NEWS AND NEW DEVELOPMENTS



Scientific Evidence of Condom Effectiveness for Sexually Transmitted Disease Prevention [http://omhrc.gov/omh/aids/whatsnewcondomreport.pdf, password required]: This is a July 2001 report from NIAID about a workshop that it sponsored on June 12-13, 2000 addressing the effectiveness of condoms for preventing sexually transmitted diseases. Eight STDs were considered: "discharge diseases" (HIV, GC, Chlamydia, and trichomoniasis), "ulcerative diseases" (HSV, syphilis, and chancroid) and HPV. Five are considered curable (GC, C. trachomatis, syphilis, chancroid, and trichomoniasis); two are considered incurable (HSV and HIV), and one clears spontaneously in 90% (HPV).
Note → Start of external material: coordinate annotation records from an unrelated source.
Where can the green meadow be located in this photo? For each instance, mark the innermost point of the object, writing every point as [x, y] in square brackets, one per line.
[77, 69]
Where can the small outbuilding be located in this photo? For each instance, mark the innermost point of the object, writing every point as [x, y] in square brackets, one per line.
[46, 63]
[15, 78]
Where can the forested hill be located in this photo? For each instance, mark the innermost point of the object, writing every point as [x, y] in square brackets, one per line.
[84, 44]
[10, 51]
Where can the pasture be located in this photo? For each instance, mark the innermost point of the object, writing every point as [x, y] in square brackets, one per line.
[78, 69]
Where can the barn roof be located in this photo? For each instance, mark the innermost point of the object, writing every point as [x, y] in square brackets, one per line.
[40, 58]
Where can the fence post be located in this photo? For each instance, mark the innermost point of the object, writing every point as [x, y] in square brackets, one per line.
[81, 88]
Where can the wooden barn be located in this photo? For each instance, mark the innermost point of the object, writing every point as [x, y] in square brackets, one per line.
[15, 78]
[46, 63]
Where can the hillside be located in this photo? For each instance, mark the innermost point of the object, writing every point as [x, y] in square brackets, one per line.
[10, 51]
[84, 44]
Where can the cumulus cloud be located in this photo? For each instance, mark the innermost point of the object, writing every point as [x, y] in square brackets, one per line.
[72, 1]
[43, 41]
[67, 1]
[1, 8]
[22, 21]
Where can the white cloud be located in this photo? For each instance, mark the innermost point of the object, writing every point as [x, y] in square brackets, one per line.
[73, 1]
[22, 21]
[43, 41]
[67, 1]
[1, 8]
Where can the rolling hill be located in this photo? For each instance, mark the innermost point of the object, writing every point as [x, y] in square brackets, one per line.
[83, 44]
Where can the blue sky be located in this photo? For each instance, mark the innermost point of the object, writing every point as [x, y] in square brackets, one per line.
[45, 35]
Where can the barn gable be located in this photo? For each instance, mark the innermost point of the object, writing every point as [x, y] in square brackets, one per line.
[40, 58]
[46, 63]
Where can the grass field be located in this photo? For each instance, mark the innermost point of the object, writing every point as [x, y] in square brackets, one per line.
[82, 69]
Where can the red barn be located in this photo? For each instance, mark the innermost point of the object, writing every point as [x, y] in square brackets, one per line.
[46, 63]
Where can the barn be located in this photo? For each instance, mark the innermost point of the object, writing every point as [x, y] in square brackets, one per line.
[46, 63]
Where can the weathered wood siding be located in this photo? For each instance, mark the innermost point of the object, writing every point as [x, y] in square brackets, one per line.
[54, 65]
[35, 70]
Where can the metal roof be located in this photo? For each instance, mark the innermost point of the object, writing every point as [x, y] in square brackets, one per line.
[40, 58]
The conclusion by the Panel is that the male condom is highly effective in reducing transmission of HIV. This impression is based on a meta-analysis of results from 12 studies in which condom usage was classified as always, sometimes, or never. It is estimated that HIV transmission occurred with a frequency of 0.9/100 person-years among those who always used condoms compared to 6.7 seroconversions/100 person-years in those who never used them. This represents an 85% reduction in infection rates for always users vs. never users. There were also four epidemiological studies of gonorrhea indicating reduction in risk for men. The panel considered evidence that male condoms reduced transmission rates of other STDs to be unconvincing, in part because the quality of the studies was not adequate.